Lo scopo del movimento non fu solo quello di sollecitare il voto femminile, ma fu più in generale rivolto alla parità sotto il profilo giuridico ed economico, ad esempio poter svolgere lavori che erano appannaggio dei soli uomini. In tal senso la Prima guerra mondiale, con la gran parte dei maschi al fronte, mise in risalto il fatto che le donne potessero occuparsi brillantemente di occupazioni tradizionalmente maschili.

Il movimento si sviluppò in vari paesi, seppure in forme diverse. Il primo stato nel quale venne introdotto il suffragio universale fu la Nuova Zelanda nel 1893, seguito da Finlandia (1906) e Norvegia (1907). In Germania il diritto di voto fu aperto alle donne nel 1919, cui fece seguito tale diritto negli USA. Paradossalmente in Francia arrivò solo nel 1945, mentre in Svizzera il suffragio universale dovette attendere il 1959 solo per alcuni cantoni e addirittura il 1971 per tutto il territorio.

In Italia nel 1919 le donne ottennero l’emancipazione giuridica sulla spinta dei primi nuclei organizzati di donne che si svilupparono nei primi del ‘900. L’avvento del fascismo congelò la situazione che si sbloccò solo nel 1945 con l’approvazione del decreto legge De Gasperi-Togliatti nel quale si prevedeva il diritto di voto a tutti i cittadini con più di 21 anni: per questo le donne votarono la prima volta alle elezioni amministrative della primavera del 1946.

La nostra testimone

Millicent Garrett Fawcett non è molto conosciuta in Italia, per cui la documentazione nella nostra lingua è scarsa, contrariamente a quella in inglese. In ogni caso del materiale è facilmente rintracciabile.

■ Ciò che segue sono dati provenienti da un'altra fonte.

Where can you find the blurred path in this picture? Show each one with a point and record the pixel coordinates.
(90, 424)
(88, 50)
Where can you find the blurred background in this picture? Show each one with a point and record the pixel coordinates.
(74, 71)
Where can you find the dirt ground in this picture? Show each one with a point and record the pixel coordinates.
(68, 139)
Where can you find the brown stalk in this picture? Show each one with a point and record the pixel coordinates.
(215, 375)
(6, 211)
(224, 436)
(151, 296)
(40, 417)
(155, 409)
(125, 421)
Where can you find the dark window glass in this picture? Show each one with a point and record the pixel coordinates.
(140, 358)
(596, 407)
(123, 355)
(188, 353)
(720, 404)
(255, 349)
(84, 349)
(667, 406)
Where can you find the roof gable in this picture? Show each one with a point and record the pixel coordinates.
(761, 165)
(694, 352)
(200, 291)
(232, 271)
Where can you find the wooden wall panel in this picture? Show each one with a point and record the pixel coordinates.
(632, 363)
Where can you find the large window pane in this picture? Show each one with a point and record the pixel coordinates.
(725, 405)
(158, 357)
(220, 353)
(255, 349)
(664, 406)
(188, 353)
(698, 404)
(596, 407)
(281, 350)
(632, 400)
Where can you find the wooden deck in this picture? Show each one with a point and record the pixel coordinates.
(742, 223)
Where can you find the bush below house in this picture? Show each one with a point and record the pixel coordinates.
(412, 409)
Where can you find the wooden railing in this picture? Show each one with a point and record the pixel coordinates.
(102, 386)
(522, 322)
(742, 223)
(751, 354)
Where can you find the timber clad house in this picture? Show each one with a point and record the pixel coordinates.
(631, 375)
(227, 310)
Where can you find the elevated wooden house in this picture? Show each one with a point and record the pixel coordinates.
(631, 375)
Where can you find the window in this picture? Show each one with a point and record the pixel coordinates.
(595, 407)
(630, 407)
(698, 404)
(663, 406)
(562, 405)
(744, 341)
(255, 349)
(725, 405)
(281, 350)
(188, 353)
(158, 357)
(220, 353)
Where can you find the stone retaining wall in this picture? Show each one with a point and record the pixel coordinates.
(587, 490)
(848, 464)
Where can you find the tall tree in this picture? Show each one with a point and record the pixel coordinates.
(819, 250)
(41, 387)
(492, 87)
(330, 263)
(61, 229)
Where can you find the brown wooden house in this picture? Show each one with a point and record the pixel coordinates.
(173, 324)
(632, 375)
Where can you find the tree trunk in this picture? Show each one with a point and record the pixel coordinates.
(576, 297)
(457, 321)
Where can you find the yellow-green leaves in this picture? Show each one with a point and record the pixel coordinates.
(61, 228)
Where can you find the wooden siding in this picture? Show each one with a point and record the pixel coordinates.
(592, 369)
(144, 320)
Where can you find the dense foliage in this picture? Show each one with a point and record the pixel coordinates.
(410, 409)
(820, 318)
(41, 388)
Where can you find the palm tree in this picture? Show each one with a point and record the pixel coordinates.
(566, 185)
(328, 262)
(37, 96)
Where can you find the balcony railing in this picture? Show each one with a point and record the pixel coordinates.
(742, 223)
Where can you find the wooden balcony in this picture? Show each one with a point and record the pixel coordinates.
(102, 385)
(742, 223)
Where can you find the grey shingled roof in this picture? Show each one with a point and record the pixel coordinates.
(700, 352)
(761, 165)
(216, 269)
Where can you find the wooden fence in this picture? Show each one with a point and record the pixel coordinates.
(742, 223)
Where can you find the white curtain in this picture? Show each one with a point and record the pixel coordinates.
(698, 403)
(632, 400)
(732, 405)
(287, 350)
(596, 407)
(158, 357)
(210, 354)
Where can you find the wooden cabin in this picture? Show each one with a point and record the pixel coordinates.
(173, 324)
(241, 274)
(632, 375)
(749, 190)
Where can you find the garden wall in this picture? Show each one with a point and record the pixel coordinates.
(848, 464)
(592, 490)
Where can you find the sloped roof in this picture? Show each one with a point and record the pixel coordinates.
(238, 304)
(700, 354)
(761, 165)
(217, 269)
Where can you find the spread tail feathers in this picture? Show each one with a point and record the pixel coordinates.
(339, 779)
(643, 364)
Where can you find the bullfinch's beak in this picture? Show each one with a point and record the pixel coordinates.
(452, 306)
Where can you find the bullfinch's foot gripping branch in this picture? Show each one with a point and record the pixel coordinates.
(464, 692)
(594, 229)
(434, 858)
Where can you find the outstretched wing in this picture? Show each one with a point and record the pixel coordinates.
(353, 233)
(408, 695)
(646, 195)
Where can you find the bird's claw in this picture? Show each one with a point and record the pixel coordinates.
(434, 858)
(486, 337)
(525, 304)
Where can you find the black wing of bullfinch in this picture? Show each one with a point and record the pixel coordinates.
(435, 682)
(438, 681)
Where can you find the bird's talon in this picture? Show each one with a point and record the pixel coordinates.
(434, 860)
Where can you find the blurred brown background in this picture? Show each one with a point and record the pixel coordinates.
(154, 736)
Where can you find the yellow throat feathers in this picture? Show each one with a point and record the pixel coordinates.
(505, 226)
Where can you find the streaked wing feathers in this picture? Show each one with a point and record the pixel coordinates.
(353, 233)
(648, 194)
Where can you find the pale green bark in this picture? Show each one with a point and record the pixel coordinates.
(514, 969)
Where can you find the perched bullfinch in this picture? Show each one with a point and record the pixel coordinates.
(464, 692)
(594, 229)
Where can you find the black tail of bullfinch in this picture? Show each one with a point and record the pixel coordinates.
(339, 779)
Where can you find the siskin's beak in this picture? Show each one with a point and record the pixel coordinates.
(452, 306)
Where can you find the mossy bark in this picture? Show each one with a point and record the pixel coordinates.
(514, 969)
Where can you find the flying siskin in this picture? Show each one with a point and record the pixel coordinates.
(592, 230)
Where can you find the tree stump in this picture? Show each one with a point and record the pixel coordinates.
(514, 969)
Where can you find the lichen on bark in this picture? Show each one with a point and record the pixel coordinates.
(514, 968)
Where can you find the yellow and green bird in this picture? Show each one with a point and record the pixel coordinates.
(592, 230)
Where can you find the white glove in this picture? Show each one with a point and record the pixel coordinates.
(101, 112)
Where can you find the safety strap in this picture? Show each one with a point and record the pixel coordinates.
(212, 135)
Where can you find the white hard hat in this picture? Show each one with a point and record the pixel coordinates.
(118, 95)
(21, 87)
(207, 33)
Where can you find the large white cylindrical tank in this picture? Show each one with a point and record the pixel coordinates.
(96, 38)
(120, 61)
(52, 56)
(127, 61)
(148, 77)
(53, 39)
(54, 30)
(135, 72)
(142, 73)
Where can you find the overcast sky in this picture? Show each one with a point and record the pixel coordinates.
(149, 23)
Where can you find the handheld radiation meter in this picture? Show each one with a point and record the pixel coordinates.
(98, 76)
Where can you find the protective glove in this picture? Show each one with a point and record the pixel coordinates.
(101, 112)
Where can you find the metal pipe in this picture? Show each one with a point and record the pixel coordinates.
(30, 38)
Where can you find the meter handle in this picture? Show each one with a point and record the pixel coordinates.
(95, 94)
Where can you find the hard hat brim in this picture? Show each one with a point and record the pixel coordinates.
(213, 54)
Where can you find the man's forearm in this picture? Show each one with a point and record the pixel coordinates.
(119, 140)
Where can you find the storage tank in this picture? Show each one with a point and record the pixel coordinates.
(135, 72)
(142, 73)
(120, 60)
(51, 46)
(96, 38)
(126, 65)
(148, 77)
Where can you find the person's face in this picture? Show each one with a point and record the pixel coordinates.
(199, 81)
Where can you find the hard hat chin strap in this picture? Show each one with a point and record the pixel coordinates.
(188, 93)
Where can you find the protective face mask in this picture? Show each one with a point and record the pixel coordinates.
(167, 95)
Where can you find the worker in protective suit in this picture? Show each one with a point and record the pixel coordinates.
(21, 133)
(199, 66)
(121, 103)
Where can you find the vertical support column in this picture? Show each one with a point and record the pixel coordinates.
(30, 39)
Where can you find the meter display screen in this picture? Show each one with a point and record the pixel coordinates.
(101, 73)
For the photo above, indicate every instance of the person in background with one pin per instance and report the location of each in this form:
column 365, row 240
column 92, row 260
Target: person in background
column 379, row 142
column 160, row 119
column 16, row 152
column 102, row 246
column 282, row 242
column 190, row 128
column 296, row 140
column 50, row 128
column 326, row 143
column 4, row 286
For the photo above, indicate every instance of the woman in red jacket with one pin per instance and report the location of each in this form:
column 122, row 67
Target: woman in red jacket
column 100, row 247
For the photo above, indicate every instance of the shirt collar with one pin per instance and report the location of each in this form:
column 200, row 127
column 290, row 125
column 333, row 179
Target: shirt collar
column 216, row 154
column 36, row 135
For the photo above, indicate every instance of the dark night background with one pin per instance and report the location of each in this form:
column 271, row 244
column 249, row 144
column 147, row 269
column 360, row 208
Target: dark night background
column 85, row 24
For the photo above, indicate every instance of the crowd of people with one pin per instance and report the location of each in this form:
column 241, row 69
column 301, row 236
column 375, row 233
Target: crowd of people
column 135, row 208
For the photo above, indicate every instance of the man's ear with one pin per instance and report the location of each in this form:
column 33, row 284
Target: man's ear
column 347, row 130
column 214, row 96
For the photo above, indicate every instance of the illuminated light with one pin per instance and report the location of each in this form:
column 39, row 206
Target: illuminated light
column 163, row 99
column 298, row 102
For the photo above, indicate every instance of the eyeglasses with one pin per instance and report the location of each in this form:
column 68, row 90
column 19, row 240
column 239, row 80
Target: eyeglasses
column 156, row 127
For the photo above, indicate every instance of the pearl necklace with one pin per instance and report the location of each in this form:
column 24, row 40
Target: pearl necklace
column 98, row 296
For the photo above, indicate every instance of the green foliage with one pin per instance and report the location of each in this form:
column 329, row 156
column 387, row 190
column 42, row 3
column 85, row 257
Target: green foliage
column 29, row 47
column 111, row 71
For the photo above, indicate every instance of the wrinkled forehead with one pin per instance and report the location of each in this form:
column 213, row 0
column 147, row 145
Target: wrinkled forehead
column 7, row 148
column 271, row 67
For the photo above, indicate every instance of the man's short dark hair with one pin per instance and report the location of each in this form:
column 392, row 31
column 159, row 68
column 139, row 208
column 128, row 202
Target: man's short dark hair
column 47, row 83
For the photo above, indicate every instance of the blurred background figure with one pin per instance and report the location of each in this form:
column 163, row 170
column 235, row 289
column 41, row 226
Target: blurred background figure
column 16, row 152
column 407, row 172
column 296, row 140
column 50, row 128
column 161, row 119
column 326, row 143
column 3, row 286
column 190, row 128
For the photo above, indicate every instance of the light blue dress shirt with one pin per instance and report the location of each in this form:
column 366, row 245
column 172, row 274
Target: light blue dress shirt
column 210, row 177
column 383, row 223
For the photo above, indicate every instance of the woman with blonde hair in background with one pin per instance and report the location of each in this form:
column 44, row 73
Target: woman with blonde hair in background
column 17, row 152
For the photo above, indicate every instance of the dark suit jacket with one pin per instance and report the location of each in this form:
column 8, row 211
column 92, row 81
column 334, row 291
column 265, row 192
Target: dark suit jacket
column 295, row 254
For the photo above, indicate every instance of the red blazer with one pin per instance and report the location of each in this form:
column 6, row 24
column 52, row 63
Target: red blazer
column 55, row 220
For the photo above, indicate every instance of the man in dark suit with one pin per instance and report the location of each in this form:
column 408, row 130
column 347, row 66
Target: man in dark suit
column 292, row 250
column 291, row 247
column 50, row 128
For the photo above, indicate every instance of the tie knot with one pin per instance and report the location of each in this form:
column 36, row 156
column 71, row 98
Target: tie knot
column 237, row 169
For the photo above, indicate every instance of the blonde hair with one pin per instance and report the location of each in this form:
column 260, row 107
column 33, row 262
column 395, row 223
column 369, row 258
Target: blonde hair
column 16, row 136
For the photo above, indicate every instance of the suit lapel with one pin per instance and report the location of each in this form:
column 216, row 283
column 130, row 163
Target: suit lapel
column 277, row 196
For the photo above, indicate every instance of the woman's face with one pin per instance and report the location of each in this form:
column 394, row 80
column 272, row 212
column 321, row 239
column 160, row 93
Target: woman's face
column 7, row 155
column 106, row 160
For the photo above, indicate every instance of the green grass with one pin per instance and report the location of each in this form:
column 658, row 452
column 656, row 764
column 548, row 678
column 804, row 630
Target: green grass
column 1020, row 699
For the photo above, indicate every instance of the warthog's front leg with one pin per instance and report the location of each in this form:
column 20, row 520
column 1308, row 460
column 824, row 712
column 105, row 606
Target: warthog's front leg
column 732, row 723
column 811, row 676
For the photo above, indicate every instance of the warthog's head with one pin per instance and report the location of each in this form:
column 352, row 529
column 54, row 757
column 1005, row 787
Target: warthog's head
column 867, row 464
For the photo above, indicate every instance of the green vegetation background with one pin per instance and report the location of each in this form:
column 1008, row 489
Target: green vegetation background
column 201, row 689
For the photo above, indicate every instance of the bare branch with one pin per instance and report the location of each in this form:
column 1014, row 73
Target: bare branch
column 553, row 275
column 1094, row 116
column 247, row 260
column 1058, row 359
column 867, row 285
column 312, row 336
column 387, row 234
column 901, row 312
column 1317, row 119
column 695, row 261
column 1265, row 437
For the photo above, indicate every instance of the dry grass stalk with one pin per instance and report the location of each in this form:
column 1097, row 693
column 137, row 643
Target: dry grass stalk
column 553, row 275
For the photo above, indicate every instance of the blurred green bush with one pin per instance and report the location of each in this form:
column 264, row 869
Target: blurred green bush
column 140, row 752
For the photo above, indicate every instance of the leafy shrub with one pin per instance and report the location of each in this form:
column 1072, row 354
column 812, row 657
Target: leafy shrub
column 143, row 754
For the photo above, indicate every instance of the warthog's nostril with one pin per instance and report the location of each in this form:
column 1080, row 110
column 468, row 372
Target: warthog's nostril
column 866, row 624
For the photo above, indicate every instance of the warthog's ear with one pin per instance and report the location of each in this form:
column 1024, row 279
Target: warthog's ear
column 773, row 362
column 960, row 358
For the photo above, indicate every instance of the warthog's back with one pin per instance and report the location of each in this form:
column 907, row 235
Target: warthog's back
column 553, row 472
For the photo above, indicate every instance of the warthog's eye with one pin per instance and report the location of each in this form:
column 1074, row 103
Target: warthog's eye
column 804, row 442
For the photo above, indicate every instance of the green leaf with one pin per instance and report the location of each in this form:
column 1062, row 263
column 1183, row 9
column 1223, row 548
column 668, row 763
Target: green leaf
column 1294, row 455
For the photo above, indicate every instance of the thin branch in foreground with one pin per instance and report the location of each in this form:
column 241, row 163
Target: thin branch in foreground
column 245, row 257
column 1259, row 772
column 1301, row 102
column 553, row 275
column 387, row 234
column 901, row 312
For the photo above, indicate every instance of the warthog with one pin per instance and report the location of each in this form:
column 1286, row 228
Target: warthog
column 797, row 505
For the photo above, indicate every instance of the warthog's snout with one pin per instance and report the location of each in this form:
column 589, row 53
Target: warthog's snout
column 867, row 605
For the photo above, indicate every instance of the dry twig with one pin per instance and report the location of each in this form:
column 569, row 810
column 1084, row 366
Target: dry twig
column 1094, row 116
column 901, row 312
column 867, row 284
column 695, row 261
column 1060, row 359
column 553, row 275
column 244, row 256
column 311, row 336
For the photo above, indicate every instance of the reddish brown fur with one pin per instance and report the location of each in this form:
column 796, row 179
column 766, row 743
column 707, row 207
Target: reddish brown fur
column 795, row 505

Concludiamo con alcune sue citazioni.

«Il coraggio chiama al coraggio ovunque, e la sua voce non può essere negata».

«Nessuna circostanza impedirebbe la sovrappopolazione in modo così efficace come un innalzamento generale del livello consueto di benessere tra le classi più povere. Se si fossero abituati a uno stile di vita più confortevole, farebbero ogni sforzo per non sprofondare di nuovo al di sotto esso».

«Per quanto gli uomini possano essere benevoli nelle loro intenzioni, non possono sapere cosa vogliono le donne e cosa si adatta alle necessità della vita delle donne, così come le donne sanno queste cose da sole».

«Non riesco mai a pensare che dare fuoco a case, chiese e lettiere e distruggere quadri di valore aiuti davvero a convincere le persone che le donne dovrebbero essere emancipate».

«Ciò che unisce uomini e donne è più forte della brutalità e della tirannia che li separano».

«Non posso dire di essere diventato un suffragista. Lo sono sempre stato, da quando ero abbastanza grande per pensare ai principi del governo rappresentativo».

«Sono un liberale perché il liberalismo sembra significare fiducia nelle persone, fiducia che gestiranno i propri affari molto meglio di quanto questi affari possano essere gestiti da altri».

«Ci sono molte scuse per la persona che ha commesso l’errore di confondere denaro e ricchezza. Come molti altri, presero il segno per la cosa significata».

«Gran parte dell’attuale ansia di migliorare l’istruzione delle ragazze e delle donne è dovuta anche alla convinzione che le disabilità politiche delle donne non verranno mantenute».

«Posso dire onestamente che se mi venisse detto in questo momento che stavo morendo, non il mio primo, non il mio secondo, ma sicuramente il mio terzo pensiero sarebbe che non avrei mai più rivisto l’Italia».